Liedjes leren

‘152’….’152’…..’binnen binnen?’ ‘ja, binnen binnen’ ‘149,3. ‘149,3. Nee, wacht even, ja, 149.3.’ ‘152.’ ‘152.’ Een heel rustgevend audio landschap; Hennie en Reinier zijn aan het meten en het klopt, de tonen van het noemen van de nummers, het ritme van trap op en trap af, de onuitgesproken tevredenheid die tussen de muren in blijft hangen en tussen alle regels in. Het resultaat van een hele dag componeren, de juiste toonladder vinden, samen leren spelen. Soms lijkt het alsof we het liedje nooit onder de knie gaan krijgen, slaan we elke keer de verkeerde noot aan, raken we net voor het refrein weer in de war (Moest dit stuk niet hiervoor? Of hoorde dat couplet pas daarna? Welk instrument speelde ik nou? En jij?).

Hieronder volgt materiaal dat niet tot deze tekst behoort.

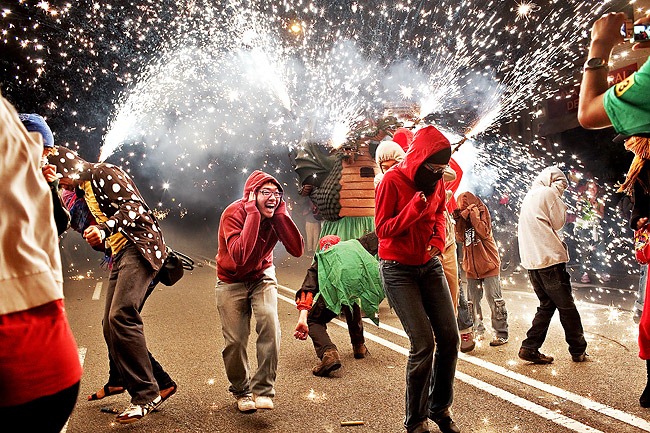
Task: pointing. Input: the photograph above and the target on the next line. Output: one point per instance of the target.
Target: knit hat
(403, 137)
(328, 241)
(389, 150)
(36, 123)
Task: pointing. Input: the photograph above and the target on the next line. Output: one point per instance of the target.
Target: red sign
(565, 100)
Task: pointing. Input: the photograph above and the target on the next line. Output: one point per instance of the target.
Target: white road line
(82, 358)
(98, 291)
(567, 395)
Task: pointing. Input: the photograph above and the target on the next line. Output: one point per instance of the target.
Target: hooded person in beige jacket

Ik draai schroef, na schroef, na schroef in de platen, mijn lievelingsklusje. Al vanaf het begin van de bouw ‘mijn taak’, zonder dat dit ooit besloten is. Mijn handen weten zonder te kijken de weg, mijn lijf weet zonder na te denken welke handelingen het uit moet voeren. Plaats bepalen, een schroef tussen mijn lippen (of twee), een in mijn hand, op de wand drukken, schroeven, net diep genoeg, volgende. We hoeven niet meer te overleggen, iedereen kent het stuk nu goed genoeg om plezier te hebben in het spelen, het gaat vanzelf. We zijn moe genoeg om ons niet meer druk te maken over wat er nog komen moet, kunnen toch alleen maar in het moment zijn.

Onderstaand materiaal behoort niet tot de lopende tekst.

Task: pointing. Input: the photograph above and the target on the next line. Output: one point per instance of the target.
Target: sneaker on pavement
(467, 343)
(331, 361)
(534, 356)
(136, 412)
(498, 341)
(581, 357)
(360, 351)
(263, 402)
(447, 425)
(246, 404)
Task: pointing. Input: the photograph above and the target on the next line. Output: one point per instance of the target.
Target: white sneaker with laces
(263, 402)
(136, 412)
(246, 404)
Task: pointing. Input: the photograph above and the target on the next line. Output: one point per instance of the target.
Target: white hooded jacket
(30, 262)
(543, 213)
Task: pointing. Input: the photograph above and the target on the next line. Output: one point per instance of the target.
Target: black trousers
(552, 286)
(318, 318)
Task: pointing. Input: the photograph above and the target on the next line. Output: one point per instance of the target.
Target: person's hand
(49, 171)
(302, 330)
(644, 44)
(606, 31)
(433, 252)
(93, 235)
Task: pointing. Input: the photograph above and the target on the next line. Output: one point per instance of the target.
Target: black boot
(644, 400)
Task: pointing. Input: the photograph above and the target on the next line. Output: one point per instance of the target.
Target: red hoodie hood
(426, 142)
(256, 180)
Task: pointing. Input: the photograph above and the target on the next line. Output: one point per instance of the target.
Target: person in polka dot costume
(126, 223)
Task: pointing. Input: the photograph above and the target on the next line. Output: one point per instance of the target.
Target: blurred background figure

De platen reflecteren de zon als een spiegel, de lucht trilt van warmte in het bouwwerk. Als ik bovenop de ladder sta en boven het dak uit kan kijken voel ik de wind. Ik kijk uit over de maisvelden en een lucht vol met schapen. Het hout kraakt en piept soms onder het geweld van het zagen en rechtzetten, het leeft. Ik kijk naar alle plakken boom die me omringen, kan alle plaatsen zien waar takken hebben gezeten, besef me dat ik daar tussenin en omheen ga wonen. Dat maakt alles goed.